The real R word – the most important one we use at Digital Ape, because it defines what success looks like, but many marketers don’t know where to start. It’s a roller coaster of everything from budget to payback, and there’s no clear link between the two.
That’s where working with people with the right experience helps, but here are some tips for measuring ROI:
Don’t measure reach: Look for engagement. That’s how you measure true relevance. Ask yourself: are the total number of engagements per post consistent?
Clicks: Got something to sell? Non-click platforms such as Instagram can still drive significant traffic – just make it part of the metric from the start.
Hashtags: Don’t expect the audience to use them, but they are a very handy reach measurement tool. With many social media monitoring software providers giving good data for the hashtag, you can get an idea of how many people in the desired audience are seeing the post.
Actions: Whatever it is you want to do, make sure there’s a metric attached to some kind of action. Even if you’re just looking for awareness, use engagements as a benchmark – look at their content and get a feel for average rates and measure against those.
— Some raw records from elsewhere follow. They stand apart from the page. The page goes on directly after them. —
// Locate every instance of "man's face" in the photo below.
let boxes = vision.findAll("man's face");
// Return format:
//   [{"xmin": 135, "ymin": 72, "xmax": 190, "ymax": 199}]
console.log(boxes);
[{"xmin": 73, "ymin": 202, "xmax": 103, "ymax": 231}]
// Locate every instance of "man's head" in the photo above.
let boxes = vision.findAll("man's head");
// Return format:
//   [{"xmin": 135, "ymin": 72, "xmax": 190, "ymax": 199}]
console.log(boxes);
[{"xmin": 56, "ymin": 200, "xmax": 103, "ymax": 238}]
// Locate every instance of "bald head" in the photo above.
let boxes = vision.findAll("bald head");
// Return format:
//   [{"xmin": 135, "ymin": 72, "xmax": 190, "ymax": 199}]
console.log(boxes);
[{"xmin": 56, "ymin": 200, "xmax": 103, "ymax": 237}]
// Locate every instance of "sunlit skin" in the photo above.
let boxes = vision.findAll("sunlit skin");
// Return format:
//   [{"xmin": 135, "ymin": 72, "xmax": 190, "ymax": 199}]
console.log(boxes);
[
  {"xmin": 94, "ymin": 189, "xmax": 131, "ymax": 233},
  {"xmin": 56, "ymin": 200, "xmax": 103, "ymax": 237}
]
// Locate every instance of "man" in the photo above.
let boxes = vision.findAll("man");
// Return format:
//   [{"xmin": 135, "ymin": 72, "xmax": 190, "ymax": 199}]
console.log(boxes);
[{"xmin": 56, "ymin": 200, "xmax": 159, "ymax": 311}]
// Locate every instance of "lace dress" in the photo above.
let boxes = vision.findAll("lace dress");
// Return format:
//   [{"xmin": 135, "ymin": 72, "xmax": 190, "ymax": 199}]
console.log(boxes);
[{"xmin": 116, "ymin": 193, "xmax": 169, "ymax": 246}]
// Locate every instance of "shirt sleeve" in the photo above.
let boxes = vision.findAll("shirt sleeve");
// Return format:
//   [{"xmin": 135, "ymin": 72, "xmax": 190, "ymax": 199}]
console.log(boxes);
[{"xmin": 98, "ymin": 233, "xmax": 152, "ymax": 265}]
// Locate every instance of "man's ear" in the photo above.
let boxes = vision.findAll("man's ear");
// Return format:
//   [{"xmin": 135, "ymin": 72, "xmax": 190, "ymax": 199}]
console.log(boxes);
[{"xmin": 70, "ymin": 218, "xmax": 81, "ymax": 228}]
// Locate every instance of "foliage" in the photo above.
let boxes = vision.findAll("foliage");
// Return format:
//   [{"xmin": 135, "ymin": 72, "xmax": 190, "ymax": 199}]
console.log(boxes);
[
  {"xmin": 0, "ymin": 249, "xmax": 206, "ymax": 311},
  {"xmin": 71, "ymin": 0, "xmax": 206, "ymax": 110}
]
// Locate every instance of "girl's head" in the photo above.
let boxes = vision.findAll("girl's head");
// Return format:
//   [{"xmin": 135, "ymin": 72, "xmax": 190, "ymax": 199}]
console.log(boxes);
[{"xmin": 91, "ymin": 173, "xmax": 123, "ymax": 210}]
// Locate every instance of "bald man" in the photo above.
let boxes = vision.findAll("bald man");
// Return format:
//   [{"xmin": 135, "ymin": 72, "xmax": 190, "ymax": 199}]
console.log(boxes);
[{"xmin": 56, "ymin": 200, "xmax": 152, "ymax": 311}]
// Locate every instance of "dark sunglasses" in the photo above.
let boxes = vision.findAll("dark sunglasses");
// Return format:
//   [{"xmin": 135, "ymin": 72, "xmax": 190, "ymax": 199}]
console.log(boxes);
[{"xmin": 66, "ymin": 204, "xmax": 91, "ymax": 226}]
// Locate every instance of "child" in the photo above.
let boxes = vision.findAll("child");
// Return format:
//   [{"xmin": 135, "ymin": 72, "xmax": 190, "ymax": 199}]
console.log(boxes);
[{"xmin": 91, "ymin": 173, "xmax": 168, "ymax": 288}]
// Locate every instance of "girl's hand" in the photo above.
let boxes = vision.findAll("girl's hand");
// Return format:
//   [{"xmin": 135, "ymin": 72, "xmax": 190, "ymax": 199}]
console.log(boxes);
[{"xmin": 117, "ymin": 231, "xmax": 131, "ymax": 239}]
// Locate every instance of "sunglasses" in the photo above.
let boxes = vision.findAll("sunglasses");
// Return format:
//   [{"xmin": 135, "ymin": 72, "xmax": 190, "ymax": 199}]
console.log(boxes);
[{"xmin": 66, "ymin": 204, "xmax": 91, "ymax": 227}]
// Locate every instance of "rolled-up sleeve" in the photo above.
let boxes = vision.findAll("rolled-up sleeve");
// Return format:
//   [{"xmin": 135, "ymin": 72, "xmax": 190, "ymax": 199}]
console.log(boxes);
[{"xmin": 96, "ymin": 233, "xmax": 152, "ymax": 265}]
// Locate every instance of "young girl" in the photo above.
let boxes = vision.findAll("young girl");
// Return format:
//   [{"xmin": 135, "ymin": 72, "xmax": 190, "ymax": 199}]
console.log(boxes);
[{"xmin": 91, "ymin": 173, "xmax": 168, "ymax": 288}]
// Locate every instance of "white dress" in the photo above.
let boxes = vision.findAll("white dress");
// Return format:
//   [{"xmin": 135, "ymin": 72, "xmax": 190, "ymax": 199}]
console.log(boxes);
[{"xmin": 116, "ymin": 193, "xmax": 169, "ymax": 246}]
Work with a good agency – Even if I do say so myself, it’s a necessity. Work with someone who can get the numbers from the content creators themselves, their analytics and their data – it will make an immeasurable difference to the accuracy of reporting and allow you peace of mind that this is a two-way relationship.
How to get on board. Find the fit for your brand by having an empathetic network of people to draw on, then seek out their audiences. Work WITH them. Don’t use influencers; work with your content creators. It’s an investment that pays handsomely. Content creators are the new publishers. The question is, are you ready to fully reap the benefits of what content creators can do for your brand?